Coverage of Risks and Exclusions:  The scheme covers various stages of crop risks leading to crop loss, including:

  1. Prevented Sowing/Planting/Germination Risk: When the insured area cannot be sown/planted/germinated due to deficient rainfall or adverse seasonal/weather conditions.
  2. Standing Crop (Sowing to Harvesting): Comprehensive risk insurance covering yield losses from non-preventable risks such as drought, dry spells, floods, pests, diseases, landslides, fires due to natural causes, lightning, storms, hailstorms, and cyclones.
  3. Post-Harvest Losses: Coverage extends up to two weeks post-harvest for crops requiring drying in the field against specific perils like hailstorms, cyclones, cyclonic rains, and unseasonal rains.

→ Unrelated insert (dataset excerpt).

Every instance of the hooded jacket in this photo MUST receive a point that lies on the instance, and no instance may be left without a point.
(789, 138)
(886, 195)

  4. Localized Calamities: Loss/damage to insured crops from identified localized risks such as hailstorms, landslides, inundation, cloud bursts, and natural fires due to lightning affecting isolated farms in the designated area.
  5. Add-on coverage for crop loss due to wildlife attack: States may consider providing additional coverage for crop loss due to wildlife attacks where substantial and identifiable risks exist.

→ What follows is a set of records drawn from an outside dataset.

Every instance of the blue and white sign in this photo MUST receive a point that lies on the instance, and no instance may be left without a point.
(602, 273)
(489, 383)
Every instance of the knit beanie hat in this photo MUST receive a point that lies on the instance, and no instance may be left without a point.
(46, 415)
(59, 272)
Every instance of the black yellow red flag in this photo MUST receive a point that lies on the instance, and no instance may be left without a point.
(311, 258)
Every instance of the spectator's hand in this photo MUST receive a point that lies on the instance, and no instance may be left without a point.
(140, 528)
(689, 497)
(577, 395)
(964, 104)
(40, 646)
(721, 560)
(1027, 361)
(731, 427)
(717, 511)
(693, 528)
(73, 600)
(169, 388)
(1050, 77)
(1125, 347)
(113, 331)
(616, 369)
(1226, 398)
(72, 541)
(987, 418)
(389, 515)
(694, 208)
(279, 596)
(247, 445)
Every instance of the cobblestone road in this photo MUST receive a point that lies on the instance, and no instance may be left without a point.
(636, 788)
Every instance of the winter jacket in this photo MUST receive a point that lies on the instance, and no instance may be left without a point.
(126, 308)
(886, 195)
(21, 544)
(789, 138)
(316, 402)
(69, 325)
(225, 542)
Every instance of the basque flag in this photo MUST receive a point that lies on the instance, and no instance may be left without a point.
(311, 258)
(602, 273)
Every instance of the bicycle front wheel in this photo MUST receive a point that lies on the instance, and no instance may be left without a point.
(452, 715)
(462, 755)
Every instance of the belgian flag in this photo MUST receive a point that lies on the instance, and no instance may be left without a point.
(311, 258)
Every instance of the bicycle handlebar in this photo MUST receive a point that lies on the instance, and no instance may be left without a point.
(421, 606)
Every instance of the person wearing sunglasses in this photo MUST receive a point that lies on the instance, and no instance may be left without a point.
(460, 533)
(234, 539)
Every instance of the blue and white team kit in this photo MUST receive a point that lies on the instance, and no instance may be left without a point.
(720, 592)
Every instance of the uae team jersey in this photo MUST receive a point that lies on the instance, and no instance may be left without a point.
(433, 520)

  6. General Exclusions: Losses arising from war, nuclear risks, malicious damage, and other preventable risks are excluded from coverage.

Challenges:

When the guidelines for the PMFBY were introduced, Prime Minister Modi highlighted farmers’ lack of trust in previous schemes as a significant barrier to enrollment. The PMFBY aimed for a rapid increase in enrollment, with the goal of covering 50% of the cropped area, approximately 98 million hectares, by 2018-’19.However, during the second year of the PMFBY in 2017-’18, enrollment numbers plummeted, leading to coverage levels dropping below those of 2015. Instead of reaching the targeted 50% coverage by 2018-’19, coverage remained at less than 26% in 2017-’18. Despite being designed to offer insurance protection to farmers against crop losses due to natural events, the scheme has become lucrative for insurance companies, leaving farmers frustrated with delays in claim settlements, rejections, and inadequate compensation.Since its launch in 2016, the PMFBY has completed four full seasons, with insurance companies earning nearly Rs. 16,000 crore from the first three seasons. However, claim settlements for the rabi 2017-18 season, which ended over two months ago, are still pending. Essentially, the scheme seems to transfer funds from farmers and government coffers to insurance companies without adequately compensating farmers for their lost crops.According to data obtained through RTI inquiries, farmers’ claims worth Rs. 2,829 crore remain unpaid for the two seasons during which the PMFBY has been in operation. The Ministry of Agriculture and Farmers’ Welfare’s response indicates that a significant portion of claims for the rabi 2017-18 season is yet to be estimated or approved by insurance companies. Claims totaling Rs. 546 crore for the 2016–17 season and Rs. 2,282 crore for the 2017–18 season remain pending.In 2020, several states opted out of the scheme due to concerns over high premiums draining their finances. Gujarat withdrew from the PMFBY scheme in August 2020, citing financial strain, while Punjab refused to implement the scheme altogether. Additionally, Andhra Pradesh, Telangana, and Jharkhand initially joined the scheme but later exited. The delay in claim settlements has been criticized by the Parliamentary Standing Committee On Agriculture, stating that it undermines the core objective of the flagship Pradhan Mantri Fasal Bima Yojana.